Ireland would be the first country in Europe to introduce a countrywide ban, but the minister is insisting it needs to be introduced because the air quality in some smaller towns and villages is worse than the "City of London or some cities in China".

"It's completely unacceptable that some evenings in winter people cannot go out for a walk if they suffer from asthma with the poor air quality."

Eamon Ryan says it "is easy to be disheartened" about the scale of what's required, but points to behavioural changes in recycling and the enthusiastic adoption of bike share schemes in Dublin, Cork, Galway and Limerick as examples of the willingness for people to do their bit for the environment. "The will is certainly there," he says, "but there has to be sustained government action and a long-term strategy."

The week's review points the way to what needs to be done and the list is lengthy. It says there needs to be guidelines on the development of wind farms and more engagement with communities around renewable energy projects.

On transport, a more "ambitious" approach is urgently required, including the rebalancing of spending away from roads and into public transport.

Take up of electric vehicles - still curtailed by the lack of charge points nationwide - needs to be incentivised and investment in a new public transport fleet needs to focus entirely on low-carbon vehicles. Furthermore, petrol and diesel cars should be phased out, although it will be several decades before the roads are completely free of such vehicles.

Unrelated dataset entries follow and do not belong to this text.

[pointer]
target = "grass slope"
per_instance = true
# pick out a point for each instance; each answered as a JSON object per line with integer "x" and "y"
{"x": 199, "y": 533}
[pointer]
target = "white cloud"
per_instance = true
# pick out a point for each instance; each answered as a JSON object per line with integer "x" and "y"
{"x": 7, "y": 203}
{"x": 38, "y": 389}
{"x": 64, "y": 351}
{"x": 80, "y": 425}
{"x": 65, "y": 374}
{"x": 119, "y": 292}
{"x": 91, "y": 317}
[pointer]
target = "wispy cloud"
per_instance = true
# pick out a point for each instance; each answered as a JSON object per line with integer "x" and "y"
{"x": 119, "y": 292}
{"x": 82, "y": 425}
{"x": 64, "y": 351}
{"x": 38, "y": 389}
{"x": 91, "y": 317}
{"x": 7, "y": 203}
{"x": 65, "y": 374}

Despite an "existing large rail infrastructure", rail freight has experienced a "steady decline", with "little sign" of recovery.

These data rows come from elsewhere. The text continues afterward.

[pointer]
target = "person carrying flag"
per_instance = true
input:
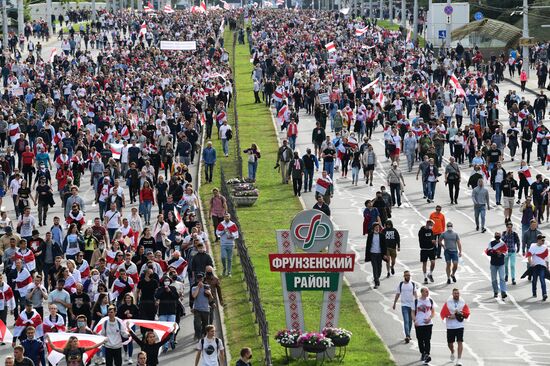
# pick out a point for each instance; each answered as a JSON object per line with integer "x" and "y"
{"x": 453, "y": 312}
{"x": 497, "y": 250}
{"x": 537, "y": 257}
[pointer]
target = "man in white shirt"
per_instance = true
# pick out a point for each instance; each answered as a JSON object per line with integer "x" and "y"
{"x": 407, "y": 291}
{"x": 210, "y": 349}
{"x": 115, "y": 331}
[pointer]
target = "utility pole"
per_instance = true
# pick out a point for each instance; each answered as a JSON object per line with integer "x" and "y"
{"x": 525, "y": 35}
{"x": 20, "y": 17}
{"x": 404, "y": 15}
{"x": 415, "y": 20}
{"x": 448, "y": 29}
{"x": 4, "y": 25}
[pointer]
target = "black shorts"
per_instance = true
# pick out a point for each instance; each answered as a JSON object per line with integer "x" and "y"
{"x": 426, "y": 254}
{"x": 455, "y": 335}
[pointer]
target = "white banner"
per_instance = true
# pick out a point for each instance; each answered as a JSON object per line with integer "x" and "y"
{"x": 178, "y": 46}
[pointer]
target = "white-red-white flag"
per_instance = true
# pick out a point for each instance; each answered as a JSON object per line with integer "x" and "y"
{"x": 456, "y": 86}
{"x": 5, "y": 334}
{"x": 59, "y": 340}
{"x": 143, "y": 29}
{"x": 331, "y": 47}
{"x": 53, "y": 54}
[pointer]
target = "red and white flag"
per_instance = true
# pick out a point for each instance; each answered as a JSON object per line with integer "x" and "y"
{"x": 53, "y": 54}
{"x": 381, "y": 98}
{"x": 179, "y": 265}
{"x": 322, "y": 185}
{"x": 59, "y": 340}
{"x": 54, "y": 326}
{"x": 281, "y": 113}
{"x": 23, "y": 321}
{"x": 161, "y": 329}
{"x": 351, "y": 82}
{"x": 5, "y": 334}
{"x": 456, "y": 86}
{"x": 360, "y": 31}
{"x": 331, "y": 47}
{"x": 527, "y": 174}
{"x": 119, "y": 286}
{"x": 168, "y": 9}
{"x": 84, "y": 270}
{"x": 500, "y": 248}
{"x": 22, "y": 282}
{"x": 7, "y": 300}
{"x": 143, "y": 29}
{"x": 371, "y": 84}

Agriculture, meanwhile, is pressing some of the most profound challenges and while the report notes that "some progress" has been made in making food production more sustainable, it has not resulted in emission reductions.

The council recommends that "cost-effective" measures on emissions must be adopted, and there is a "pressing need" to define what "carbon neutrality" means. This concept involves setting out how the agriculture sector can offset emissions from food production by planting trees or managing land to absorb carbon. Forest cover also needs to be increased. Only 6,800 hectares a year are being planted, which needs to increase to 15,000 hectares to meet the 2050 target.

Pádraic Fogarty says Norway and Spain have been able to turn around poor environmental records over a generation or two and believes Ireland could do likewise if there's a sea change in the approach.

"It's a huge ask and everyone has to be engaged and do their part. It's not good enough to think it's a problem for others. It's something we all need to be mindful of as we go about our daily lives."

5 ways you can help






Home and community

Reusing, up-cycling, repurposing and recycling items means less waste and more savings in terms of money, resources and energy.


Completely turn off appliances such as computers, television and mobile phones when not in use. Purchase A-rated appliances wherever possible. Turn off lights when leaving a room.

Home and health

If using coal, use the low-smoke variety. Walk and cycle to local shops or schools when weather permits. Be mindful that flushing household chemicals, medication, oil and pesticides in your septic tank may contaminate your drinking water and damage the environment.


Don't use the dishwasher or washing machine unless they're full. Install a water-efficient shower head. Don't run the tap while brushing your teeth.


Think before throwing anything away - can it be reused? Buy fruit and vegetables that have no unnecessary packaging. Look for non-hazardous alternatives for cleaning at home and consider natural substitutes like vinegar and lemon.